Hiç kimse ses vermemişti ve beyaz ışığın kuvveti daha çok artıyordu. İleride bir kapı vardı oraya doğru yürüdüm. Kapını yanına geldim ve kapıyı izlemeye başladım. Çünkü her yeri mücevherlere kapalıydı. Parlıyorlardı. Onlara dokundum. Elimi aşağa doğru sürdüm ve yuvarlak kapı kolunu tuttum tam çevirecekken. Arkamdan bir bağırma sesi geldi.

- Duuuur.

                    ..................................

Eylül'ü ağızından

- Eylül Ahsen 'e bir şey olmayacak demi. O kurtulacak demi.

- Ece sakin olur musun artık. O iyi olacak.

  Rana' yi hastaneye getirmiştik. Çünkü onun yanına gittiğimizde şuuru açık değildi. Ama kalbi atıyordu. Hemen ambulansı aradık. Ece'yi ambulansa bindirdikten sonra bende biniyorum ki kolumdan bir çocuk tuttu. Onu tanımıyorum ama bu okuldandı. Üniformalarımız aynıydı. Bana bir mektup uzatıyordu. Mektubu hızlıca alıp ambulansa bindim. Giderken pencereden çocuğa baktım ama görememiştim. Hastaneye vardığımızda hiç bir şey fark etmemiştim. Ama şuan fark ettim. Burası Hacer teyzenin çalıştığı hastaneydi ama onu hiç bir yerde görmedim. Şuana dek olanlar onun kulağına gitmiş ve buraya gelmiş olması gerekirdi. Abiside yoktu. Hemen danışmaya gidip sordum. Ama danışma bana öyle birilerinin çalışmadığını söyledi. Şok olmuştum. Ama onlar burada çalışıyordu. Onları görmüştük. Ayakta duramıyorum. Rana'nın bu durumu ve az önce olanlar beni yormuştu. Rana'nın kaldığı odaya geçtim. Her tarafından kablolar çıkıyordu. Bu hale geleceğimizi hiç düşünmemiştim. Dün gece olanlarıda bize anlatmadı. Onu kim kaçırdığını söylemedi. Sahi kaçırmak diyince Efe, Akın ve Berkay neredeydi. Yoksa. Hayır hayır. Böyle bir şey olamaz. Kulağıma bir çınlama geldi. Birazdan geçer diye bekledim ama geçmedi. Çevremden geliyordu. Durun. Bu.

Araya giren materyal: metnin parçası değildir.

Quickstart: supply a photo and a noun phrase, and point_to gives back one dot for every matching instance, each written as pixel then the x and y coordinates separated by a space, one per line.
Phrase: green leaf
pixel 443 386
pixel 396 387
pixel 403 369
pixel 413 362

- Doktooooor. Doktor yok mu yardım ediiin.

İçeri doktor ve iki hemşire gelmişti. Çınlama sesi Rana'nın kalbinin durduğunu gösteren cihazdan geliyordu. Hemen şok cihazıyla Rana' nın kalbini tekrar attırmaya çalışıyorlardı. Kapı sertçe açılıp içeri Ece girdi. Ona hemen sarılıp dışarı çıkardım. Eğer orada dursaydı doktorlara işini yaptırmaz bağırır ortalığı yıkardı. Çok fazla itmiş olmalıyımki ikimizde duvara çarptık. Ve yere çömeldik. Ece deli gibi ağlıyordu bense kendimi ağlamamak için zor tutuyordum. Ece'ye sakinleştirici verip bir odaya aldılar. Bende kafam dinlensin diye misafir odasına geçtim. Kimse yoktu. Koltuklardan birine oturup tanımadığım çocuğun verdiği mektubu açıp okumaya başladım.

Sevgili AREE GRUBU

Her şey çok karmaşık farkındayız. Ama her şey düzelecek. Acı bir sonla. Hemen üzülmeyin. Her zaman sizin yanınızda olacağız ve merak etmeyin o yaşayacak. Acı son ise. Bunu ondan duymanız daha iyi olacak. Benim söylemem uygun olmaz. Ama bunu ona sorarken sinirli olma. Çünkü oda size bunu nasıl anlatmak için çok düşündü. Nasıl anlatsam diye. Sakın ama sakın umudunuzu kesmeyin. Onun size ihtiyacı var. Sizinde ona...

Bune şimdi. Bunlar ne demek. Rana bize ne anlatacak. Ve acı son. Nasıl bir acı son. Bize nolucak. Gözlerim doldu. İçimde tuttuğum gözyaşlarını şimdi döküyordum. Hıçkıra hıçkıra ağlıyordum. Yere oturup yere vurmaya başladım. Sinirliydim. Ama elimden hiç bir şey gelmiyordu. O sıra arkamdan biri bana sımsıkı sarıldı.